Olivia Guterson is an interdisciplinary artist, born in Gallup, New Mexico, based in Detroit. She is deeply influenced by the textures, landscapes, and patterns of her upbringing in the Southwest, as well as her Jewish and African heritage. She works predominantly in black and white for its stability, intensity, and honesty while incorporating ancestral patterns and narratives. Olivia studied at the Evergreen State College, Washington State. In 2020, she curated her first exhibition, “The Space Between” at the Ann Arbor Art Center. She presently is a resident at Sibyls Shrine and AS220’s Practice//Practice. Private and public collections where her works can be found include: Detroit Art Collection, Library Street Collective, Shinola Hotel, and ROI in Jerusalem. Her work has been shown at the Arab American National Museum, Art Week Miami, JADA Art Fair, Norwest Gallery, Detroit Artist Market, Ann Arbor Art Center, and more.

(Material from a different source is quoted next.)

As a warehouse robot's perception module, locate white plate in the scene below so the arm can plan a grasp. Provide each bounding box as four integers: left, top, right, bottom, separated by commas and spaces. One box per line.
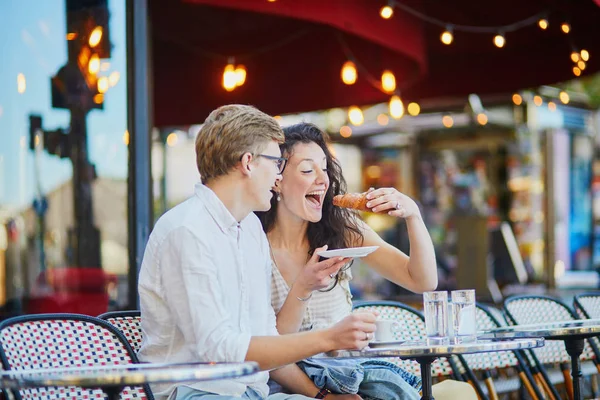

Response to “At Our Table”
Sarah Blake will respond through a piece of creative nonfiction, exploring plastics, the environment, family, the passing of time, Jewish identity, and specifically the Passover holiday.
For the full written response, please see “Over Time”.
Sarah Blake‘s debut novel “Naamah” is a retelling of Noah’s Ark from the perspective of Noah’s wife (Riverhead Books). Joan Silber called it “[A] wild and superbly intelligent reimagining” in The New York Times. A starred Kirkus Review dubbed it “A poetic debut of biblical proportions,” and it was praised by O, The Oprah Magazine, The Washington Post, and Publishers Weekly, among others. It won the National Jewish Book Award for Debut Fiction and the Bisexual Book Award for Fiction. Blake is also the author of two collections of poetry: “Let’s Not Live on Earth,” featuring the epic poem “The Starship”; and “Mr. West,” an unauthorized lyric biography of Kanye West (Wesleyan University Press). An illustrated workbook of prompts and activities accompanies her chapbook “Named After Death” (Banango Editions). Her poems and short stories have appeared in The Paris Review, Catapult, The Kenyon Review, and The Los Angeles Review of Books. She is the recipient of a Literature Fellowship from the National Endowment for the Arts and holds her MFA from The Pennsylvania State University and MA from The University of Texas at Austin. She currently lives in the United Kingdom under the Global Talent route, but she has lived most of her life in the Philadelphia area. Her second novel “Clean Air” is coming out with Algonquin Books on February 8, 2022.